We are pleased that the Department proposed important steps to reform income-driven repayment (IDR) of student loans that target those who are most vulnerable. We are also encouraged that the Department simultaneously is considering ideas for and information about how to identify low-financial-value postsecondary programs. And it has pursued a strong regulatory agenda that holds institutions accountable when they offer low-quality programs or defraud students.

We support many of the progressive reforms driving the loan-related benefit changes: Borrowers should experience an easier-to-navigate system of repayment, one that is student-centered and promotes opportunity and equity.

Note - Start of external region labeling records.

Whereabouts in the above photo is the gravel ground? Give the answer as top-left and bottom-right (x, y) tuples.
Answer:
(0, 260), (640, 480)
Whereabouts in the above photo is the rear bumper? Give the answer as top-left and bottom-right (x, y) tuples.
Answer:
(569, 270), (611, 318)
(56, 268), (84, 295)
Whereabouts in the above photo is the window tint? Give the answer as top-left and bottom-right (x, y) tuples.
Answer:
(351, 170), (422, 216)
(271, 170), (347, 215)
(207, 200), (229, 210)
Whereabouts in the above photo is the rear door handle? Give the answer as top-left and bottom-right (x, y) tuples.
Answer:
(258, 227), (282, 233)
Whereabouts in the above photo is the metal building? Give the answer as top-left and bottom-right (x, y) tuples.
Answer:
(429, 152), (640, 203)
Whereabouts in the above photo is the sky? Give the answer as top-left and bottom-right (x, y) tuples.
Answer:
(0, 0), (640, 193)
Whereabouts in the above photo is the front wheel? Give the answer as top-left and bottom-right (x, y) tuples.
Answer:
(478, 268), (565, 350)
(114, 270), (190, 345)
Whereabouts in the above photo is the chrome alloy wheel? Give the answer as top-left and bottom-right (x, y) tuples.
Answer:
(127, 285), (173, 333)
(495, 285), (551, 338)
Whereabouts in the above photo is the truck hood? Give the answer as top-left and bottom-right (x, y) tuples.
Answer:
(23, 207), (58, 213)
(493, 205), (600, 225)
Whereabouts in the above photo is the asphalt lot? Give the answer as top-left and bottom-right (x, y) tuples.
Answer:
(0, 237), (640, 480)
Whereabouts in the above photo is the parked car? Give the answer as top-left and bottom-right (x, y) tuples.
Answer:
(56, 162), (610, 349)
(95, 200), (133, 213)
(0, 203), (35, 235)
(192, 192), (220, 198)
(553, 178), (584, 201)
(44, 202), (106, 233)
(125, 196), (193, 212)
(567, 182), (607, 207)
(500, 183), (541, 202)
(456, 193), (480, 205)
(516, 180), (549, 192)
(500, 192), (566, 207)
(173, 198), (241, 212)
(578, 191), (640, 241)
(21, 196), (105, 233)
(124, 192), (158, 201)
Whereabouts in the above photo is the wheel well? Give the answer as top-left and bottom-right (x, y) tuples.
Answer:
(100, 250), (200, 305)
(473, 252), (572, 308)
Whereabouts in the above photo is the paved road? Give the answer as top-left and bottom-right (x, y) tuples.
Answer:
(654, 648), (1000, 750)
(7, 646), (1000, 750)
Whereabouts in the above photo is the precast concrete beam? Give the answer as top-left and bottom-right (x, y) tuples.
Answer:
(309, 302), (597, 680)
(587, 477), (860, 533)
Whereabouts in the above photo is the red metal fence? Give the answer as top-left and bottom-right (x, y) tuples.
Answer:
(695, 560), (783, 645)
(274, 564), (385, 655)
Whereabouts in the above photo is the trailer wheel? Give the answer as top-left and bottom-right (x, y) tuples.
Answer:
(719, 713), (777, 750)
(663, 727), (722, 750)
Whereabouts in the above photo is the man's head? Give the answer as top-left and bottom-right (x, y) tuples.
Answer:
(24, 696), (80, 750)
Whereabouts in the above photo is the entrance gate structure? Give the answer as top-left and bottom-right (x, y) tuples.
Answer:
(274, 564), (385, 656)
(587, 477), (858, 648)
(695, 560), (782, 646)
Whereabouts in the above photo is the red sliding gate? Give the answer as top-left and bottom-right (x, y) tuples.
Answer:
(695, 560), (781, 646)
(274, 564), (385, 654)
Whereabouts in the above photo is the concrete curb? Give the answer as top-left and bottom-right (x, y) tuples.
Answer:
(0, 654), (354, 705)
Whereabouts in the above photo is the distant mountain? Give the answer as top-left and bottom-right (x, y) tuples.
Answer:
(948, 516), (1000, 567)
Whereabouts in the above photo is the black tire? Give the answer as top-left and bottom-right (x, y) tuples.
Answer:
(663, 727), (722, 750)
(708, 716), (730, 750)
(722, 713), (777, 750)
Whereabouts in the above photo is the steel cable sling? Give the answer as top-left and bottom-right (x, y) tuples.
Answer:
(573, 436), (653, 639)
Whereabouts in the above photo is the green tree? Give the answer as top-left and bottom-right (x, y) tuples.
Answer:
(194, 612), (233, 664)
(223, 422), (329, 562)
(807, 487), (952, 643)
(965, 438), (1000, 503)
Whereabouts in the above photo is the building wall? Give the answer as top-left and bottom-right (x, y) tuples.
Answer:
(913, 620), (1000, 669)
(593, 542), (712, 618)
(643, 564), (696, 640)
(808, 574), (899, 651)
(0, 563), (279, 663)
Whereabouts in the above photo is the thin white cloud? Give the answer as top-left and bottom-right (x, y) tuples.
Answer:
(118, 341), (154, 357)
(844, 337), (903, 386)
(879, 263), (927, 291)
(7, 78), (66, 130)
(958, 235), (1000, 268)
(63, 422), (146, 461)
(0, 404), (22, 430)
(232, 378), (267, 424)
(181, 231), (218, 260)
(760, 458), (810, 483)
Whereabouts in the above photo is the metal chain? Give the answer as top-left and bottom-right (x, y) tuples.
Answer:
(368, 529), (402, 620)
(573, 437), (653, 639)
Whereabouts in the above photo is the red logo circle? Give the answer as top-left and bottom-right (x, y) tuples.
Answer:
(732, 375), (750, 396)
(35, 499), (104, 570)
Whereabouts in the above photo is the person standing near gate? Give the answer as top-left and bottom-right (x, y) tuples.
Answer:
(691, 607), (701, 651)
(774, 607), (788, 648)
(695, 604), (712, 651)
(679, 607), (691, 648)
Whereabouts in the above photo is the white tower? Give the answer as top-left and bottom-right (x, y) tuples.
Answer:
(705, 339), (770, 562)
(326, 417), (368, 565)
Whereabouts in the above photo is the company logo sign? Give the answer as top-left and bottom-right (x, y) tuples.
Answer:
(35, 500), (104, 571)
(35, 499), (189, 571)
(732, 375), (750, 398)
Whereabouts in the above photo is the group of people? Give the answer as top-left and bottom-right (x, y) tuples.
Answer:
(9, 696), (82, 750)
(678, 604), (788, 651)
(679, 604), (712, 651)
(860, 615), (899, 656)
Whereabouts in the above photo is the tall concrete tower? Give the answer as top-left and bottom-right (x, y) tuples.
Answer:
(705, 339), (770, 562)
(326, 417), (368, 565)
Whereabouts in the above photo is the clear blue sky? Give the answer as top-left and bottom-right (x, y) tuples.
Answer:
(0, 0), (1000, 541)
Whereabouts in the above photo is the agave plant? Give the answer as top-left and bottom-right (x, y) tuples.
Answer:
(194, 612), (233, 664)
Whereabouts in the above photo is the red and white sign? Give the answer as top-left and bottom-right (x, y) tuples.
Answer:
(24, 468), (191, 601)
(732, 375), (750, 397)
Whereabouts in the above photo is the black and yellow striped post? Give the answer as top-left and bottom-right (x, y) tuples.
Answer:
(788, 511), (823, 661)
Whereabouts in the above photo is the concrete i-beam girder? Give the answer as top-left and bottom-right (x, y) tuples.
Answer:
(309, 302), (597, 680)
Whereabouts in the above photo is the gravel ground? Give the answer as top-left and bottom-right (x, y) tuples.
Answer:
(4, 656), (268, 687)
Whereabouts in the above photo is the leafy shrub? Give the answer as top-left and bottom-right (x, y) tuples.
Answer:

These come in addition to other Biden administration initiatives to reform the repayment system, including the Fresh Start program for those in default, the IDR account adjustment and Public Service Loan Forgiveness waiver to correct past failures in the system, ongoing work to reform collections and servicing, and new regulations that make it easier for borrowers to access loan discharges, among others.

But for institutions, loans are grants, which can be substantial. In fact, Parent PLUS and Graduate PLUS loans can be borrowed up to the cost of attendance, an amount set by the school. Colleges face little to no consequence if their borrowers struggle to repay these loans. Our existing accountability measure for student loan repayment, the cohort default rate, is easily gamed by institutions and all but moot at the moment given the current student loan payment pause. Indeed, during the 2015 program integrity rulemaking, one college president admitted that colleges and universities used Parent PLUS loans as a no-strings-attached revenue source to avoid sanctions that come if students struggle to repay federal unsubsidized or subsidized loans.

More borrowers will have lower monthly payments under the Department’s proposed new IDR plan, and many borrowers who struggle to repay will be automatically enrolled. As a result, rates of default will decrease across the board. While this is good news for many borrowers, it makes identifying low-quality programs more difficult. In addition—while evidence on the intersection of tuition and loans is mixed—a more generous IDR program can create perverse incentives for schools to increase tuition, enroll students in low-quality programs, or encourage students to take out unsustainable amounts of debt.

The Department must further protect families’ and taxpayers’ resources by creating a strong accountability structure that ensures that borrowers aren’t harmed by our student lending system or by predatory institutional actors. To do so, the Department must develop strong financial responsibility, administrative capability, and ability to benefit rules. It must also create robust gainful employment regulations that hold institutions accountable for students' debt relative to their earnings and ensure program graduates make more than someone with only a high school degree in their state.

In addition, the Department should collect and analyze additional data to understand how the new IDR plan may lead to unintended consequences and exploitive behavior on the part of institutions, including:

  • Large increases in net tuition. Even though debt will be more affordable for many borrowers via the Department’s proposed repayment plan, IDR cannot ensure borrowers will fully recoup the cost of their education, particularly given the time and personal financial investment they’ve put into postsecondary education.
  • Substantial increases in student loan borrowing, with particular attention paid to the types of borrowing, types of loans, and types of borrowers and loans over a certain period of time.
  • New programs and programs that have substantial increases in enrollment over certain periods.

Students deserve to have access to affordable, high-quality education, to know whether a program of study is going to pay off, and to not be trapped in debt. We must work across silos to make that happen.